I have multiple jazz source repository workspaces connected concurrently. I don't ever 'swap'.

on the eclipse side, did you mean eclipse workspace (ie, sandbox workspace?).
did u logoff from the jazz repo connections before changing eclipse workspaces?

Mark Richardson commented Apr 25 '14, 8:20 a.m. | edited Apr 25 '14, 8:22 a.m.

  I am doing the following:

1. Right click the workspace I want to switch to in eclipse in the Team Artifacts view and hit "Load..."
2. Browse the components to select the folders to be loaded
3. Select the root folder for the component. Advanced options: put the sandbox in a different location on disk. Select "Load the selected folders but do not create Eclipse projects." The reason for this is we use an ant target to setup eclipse for us.
4. Finish. A dialog pops up warning about colliding folders and overwriting projects. I select the root folder and hit Finish (it's the same component in the same sandbox so I am expecting things to be overwritten. I am not expecting my build files to get lost).

The root folder ends up getting deleted and re-downloaded. As a side effect my build files are lost.

I am only using one eclipse workspace. There are multiple repository workspaces on the SCM side - one per each stream.

sam detweiler commented Apr 25 '14, 8:30 a.m. | edited Apr 25 '14, 8:39 a.m.

so there are files on you local machine which are not included in the stream/repo workspace.

I think 'load' is a replace all operation.
I think you would want to use 'accept' to prevent overwrite.  or load to a separate location and xcopy/cp to the current.

just so I know, what are the 'build files'? build.xml?

Mark Richardson commented Apr 25 '14, 9:49 a.m.
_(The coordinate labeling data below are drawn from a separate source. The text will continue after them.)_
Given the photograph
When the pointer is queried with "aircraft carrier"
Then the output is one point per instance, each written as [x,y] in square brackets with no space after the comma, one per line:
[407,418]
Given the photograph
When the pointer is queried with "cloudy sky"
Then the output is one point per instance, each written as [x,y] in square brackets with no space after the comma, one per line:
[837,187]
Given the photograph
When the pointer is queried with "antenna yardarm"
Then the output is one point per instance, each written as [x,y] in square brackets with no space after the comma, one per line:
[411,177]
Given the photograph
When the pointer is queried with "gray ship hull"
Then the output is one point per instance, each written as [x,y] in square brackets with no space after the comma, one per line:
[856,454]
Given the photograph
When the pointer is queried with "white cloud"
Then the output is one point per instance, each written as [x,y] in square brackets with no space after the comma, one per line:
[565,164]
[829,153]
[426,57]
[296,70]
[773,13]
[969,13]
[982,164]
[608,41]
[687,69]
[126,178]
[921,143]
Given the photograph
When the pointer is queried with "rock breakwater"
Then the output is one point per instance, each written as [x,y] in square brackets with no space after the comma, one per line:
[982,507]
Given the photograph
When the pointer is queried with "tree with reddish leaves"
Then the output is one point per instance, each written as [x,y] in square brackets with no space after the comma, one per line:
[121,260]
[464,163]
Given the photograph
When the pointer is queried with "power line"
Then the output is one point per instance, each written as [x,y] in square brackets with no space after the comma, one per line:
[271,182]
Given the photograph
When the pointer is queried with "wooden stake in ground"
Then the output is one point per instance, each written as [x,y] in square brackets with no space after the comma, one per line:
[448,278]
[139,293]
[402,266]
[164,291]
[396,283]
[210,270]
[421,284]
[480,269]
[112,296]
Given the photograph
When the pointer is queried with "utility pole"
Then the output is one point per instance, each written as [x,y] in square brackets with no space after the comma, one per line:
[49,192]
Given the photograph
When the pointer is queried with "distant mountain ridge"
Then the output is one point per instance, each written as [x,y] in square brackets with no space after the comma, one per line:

Build files are Java class files, configuration files, etc. Those are not included in the repo but are under the main folder because that's where they should go after a build.

How would I use 'accept'? Isn't that for incoming changes? I wouldn't have any incoming changes because the repository workspace is being switched.

I don't know if copying over files from a different location would work - namely if RTC would be smart about the new files. Even so it still requires a full redownload of the repo.

Mark Richardson commented Apr 25 '14, 9:49 a.m. | edited Apr 25 '14, 9:50 a.m.

duplicate post

sam detweiler commented Apr 25 '14, 9:53 a.m.

Ok, but I think you want it both ways... 

you are changing to a 'different' workspace, and expect all the files to be loaded,
but you want the old files there too.

build files = output of the build steps.

Mark Richardson commented Apr 25 '14, 12:50 p.m.

Philosophically yes. In all practicality they are the same minus a handful of .class files and perhaps some configuration files. That being the case it's much easier for development to simply hotswap / hotcompile those changes as opposed to the entire project. Building the entire project takes time.